A) In the mid-nineteenth century, many states established their own departments of land management, each of which began their surveying at different points. The techniques of surveying were not as accurate as they are now, and when one southerly section line didn’t quite met up with another running northward, the two teams ignored the discrepancy, and joined along an East-West line.
B) because the earth isn’t flat
C) This is in fact an illusion. The vast majority of rural intersections throughout the Great Plains do not, in fact, meet at right angles, nor at neat four-way corners. We see only a rough peripheral image of many squares at a distance and our brains ‘arrange’ and integrate this information into a more orderly image, which is easier to remember. It is the same sort of thing that makes a ‘vector’ graphic take up far less space than a raw ‘bitmap’. Our brains work the same way.

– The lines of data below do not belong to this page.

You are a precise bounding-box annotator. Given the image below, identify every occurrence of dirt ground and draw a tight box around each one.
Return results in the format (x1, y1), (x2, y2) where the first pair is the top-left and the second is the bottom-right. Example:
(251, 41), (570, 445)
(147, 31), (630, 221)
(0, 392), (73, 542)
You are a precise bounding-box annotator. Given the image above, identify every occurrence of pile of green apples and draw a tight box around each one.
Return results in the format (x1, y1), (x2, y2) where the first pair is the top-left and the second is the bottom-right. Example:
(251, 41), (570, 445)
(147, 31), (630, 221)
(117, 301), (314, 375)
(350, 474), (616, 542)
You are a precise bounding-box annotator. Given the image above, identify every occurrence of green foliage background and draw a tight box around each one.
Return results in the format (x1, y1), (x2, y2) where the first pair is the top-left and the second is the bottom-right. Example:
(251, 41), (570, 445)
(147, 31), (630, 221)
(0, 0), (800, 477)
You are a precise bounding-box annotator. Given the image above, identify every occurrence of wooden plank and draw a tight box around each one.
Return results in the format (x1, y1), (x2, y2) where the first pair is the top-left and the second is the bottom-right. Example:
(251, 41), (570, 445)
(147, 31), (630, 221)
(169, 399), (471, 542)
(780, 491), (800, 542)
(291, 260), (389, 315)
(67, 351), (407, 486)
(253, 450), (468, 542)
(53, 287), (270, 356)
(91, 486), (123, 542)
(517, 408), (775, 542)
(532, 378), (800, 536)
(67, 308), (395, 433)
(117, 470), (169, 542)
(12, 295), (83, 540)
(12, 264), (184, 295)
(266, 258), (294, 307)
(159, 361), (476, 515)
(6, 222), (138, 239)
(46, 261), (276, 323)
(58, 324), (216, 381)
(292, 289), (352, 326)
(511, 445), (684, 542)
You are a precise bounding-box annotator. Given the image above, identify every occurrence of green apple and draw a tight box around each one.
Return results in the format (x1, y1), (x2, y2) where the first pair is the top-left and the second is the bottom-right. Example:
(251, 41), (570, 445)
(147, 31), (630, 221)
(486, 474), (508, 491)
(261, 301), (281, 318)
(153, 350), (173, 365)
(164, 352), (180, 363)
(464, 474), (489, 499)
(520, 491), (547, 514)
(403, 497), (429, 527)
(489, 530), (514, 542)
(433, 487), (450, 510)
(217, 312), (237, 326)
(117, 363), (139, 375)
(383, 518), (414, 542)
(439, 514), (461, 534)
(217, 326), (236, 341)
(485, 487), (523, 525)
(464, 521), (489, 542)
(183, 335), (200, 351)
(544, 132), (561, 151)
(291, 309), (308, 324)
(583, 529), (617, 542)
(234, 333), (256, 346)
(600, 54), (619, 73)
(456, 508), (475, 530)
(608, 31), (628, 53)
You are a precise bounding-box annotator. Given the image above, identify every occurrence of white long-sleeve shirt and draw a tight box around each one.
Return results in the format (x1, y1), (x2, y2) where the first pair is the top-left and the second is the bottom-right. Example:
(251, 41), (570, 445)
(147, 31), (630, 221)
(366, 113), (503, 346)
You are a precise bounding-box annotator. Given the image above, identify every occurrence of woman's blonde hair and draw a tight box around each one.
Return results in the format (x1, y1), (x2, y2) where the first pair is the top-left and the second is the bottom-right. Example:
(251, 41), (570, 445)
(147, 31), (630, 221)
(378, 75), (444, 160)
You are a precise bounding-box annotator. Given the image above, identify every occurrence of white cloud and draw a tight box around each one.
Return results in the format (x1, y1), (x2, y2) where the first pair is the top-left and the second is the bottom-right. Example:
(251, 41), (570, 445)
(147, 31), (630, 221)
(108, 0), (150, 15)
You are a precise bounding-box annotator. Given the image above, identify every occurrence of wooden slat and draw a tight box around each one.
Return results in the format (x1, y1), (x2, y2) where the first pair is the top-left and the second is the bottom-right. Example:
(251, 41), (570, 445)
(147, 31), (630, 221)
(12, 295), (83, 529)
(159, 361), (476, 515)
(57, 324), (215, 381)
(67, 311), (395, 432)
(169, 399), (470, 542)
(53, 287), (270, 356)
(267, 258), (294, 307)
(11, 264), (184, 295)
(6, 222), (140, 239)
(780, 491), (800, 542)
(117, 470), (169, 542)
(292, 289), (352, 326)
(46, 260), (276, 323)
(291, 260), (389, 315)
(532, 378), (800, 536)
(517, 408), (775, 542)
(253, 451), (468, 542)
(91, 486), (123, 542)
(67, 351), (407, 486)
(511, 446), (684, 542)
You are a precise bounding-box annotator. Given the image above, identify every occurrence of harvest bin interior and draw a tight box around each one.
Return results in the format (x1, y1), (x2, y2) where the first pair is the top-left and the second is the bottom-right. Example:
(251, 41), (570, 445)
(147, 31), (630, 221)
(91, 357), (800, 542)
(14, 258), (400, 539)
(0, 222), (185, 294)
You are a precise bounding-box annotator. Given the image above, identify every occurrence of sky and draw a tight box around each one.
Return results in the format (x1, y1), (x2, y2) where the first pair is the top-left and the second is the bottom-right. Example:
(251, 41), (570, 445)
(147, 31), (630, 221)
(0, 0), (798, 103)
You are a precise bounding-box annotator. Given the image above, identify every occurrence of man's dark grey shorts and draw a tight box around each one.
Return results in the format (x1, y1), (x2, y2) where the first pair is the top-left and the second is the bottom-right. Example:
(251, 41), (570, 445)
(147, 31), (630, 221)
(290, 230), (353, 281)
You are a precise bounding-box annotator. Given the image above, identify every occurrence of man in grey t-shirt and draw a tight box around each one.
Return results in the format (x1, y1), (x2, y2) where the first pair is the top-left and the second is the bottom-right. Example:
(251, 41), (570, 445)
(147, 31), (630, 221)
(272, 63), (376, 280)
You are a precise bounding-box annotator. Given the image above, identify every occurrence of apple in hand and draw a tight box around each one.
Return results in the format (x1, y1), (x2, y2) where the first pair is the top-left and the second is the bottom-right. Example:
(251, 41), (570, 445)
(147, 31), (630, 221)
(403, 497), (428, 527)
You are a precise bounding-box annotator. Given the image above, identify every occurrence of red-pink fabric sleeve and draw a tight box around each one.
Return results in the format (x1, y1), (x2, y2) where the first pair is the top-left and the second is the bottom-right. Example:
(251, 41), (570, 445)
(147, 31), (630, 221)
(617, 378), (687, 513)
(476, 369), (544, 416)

Such ‘jogging intersection’ exceptions that we may sometimes notice are actually more the rule.
D) It means that there was probably an obstruction at that point, such as a stand of trees or a lake, which was simply sidestepped when the road was first built, or possibly you are seeing a state boundary that does not fall on a township line.
Answer: It’s choice B, and it’s really because the Earth isn’t flat, as dumb as that sounds. First, we need to learn a little history. Up until about the time of the Revolutionary War, when land was parceled out, sold, or granted, its dimensions were described by a system of ‘metes and bounds’ still recently in existence in many states east of the Appalachian Mountains (as well as in Texas). This method begins with a known landmark, and then follows a line according to either a magnetic bearing, the course of a stream, or the track of an ancient highway. As you might expect, this plan has resulted in endless confusion and litigation. As almost any air traveler has noticed with the most casual glance out the window, most of the rest of the country westward of the Appalachians is arranged in a considerably more orderly fashion, as evidenced by patchworks of cultivated fields and the orderly arrangement of parallel and perpendicular country roads which, when they meet, do so at right angles.
This system began with the Land Ordinances of Congress in 1785 (and 1787) which set forth how the Northwest Territory was to be surveyed and established a huge rectangular network of reference lines. Known as the Rectangular System, all its distances and bearings are measured from two primary reference lines which are at right angles to each other. These are the so-called principal meridians, running North and South, and the base lines which run East and West. Starting at the principal meridian and parallel to it at intervals of six miles both eastward and westward are additional north-south ‘range’ lines. Likewise, starting at the base line and parallel to it at six mile intervals are east-west lines designated as township lines. The crossing of these township and range lines form square ‘townships’ (as you might guess) which are each supposed to be six miles square. Each one is 36 square miles, each of which is called a ‘section’ and in turn contains 640 acres of land. Because of the inescapable fact that meridians of longitude converge towards the poles, the actual width of each township along the township line at its northern border is just a smidge less than its southerly width, and it was decided that a correction would be made, every four rows of townships northward of the base line, at which point the six-mile wide townships would be reestablished as if nothing had changed. These jogs that you may see anywhere between Pittsburgh and Denver are indeed such ‘correction lines’ although their abrupt changes of direction may sometimes be smoothed into gentler curves for today’s traffic. The amount of such a sideways jog will increase with latitude. At 30 degrees North, it would only be about 386 feet. At 45 degrees North, it becomes 545 feet. At 60 degrees North, it would be 667 feet (although that’s a tad academic considering the northward extent of the continental US).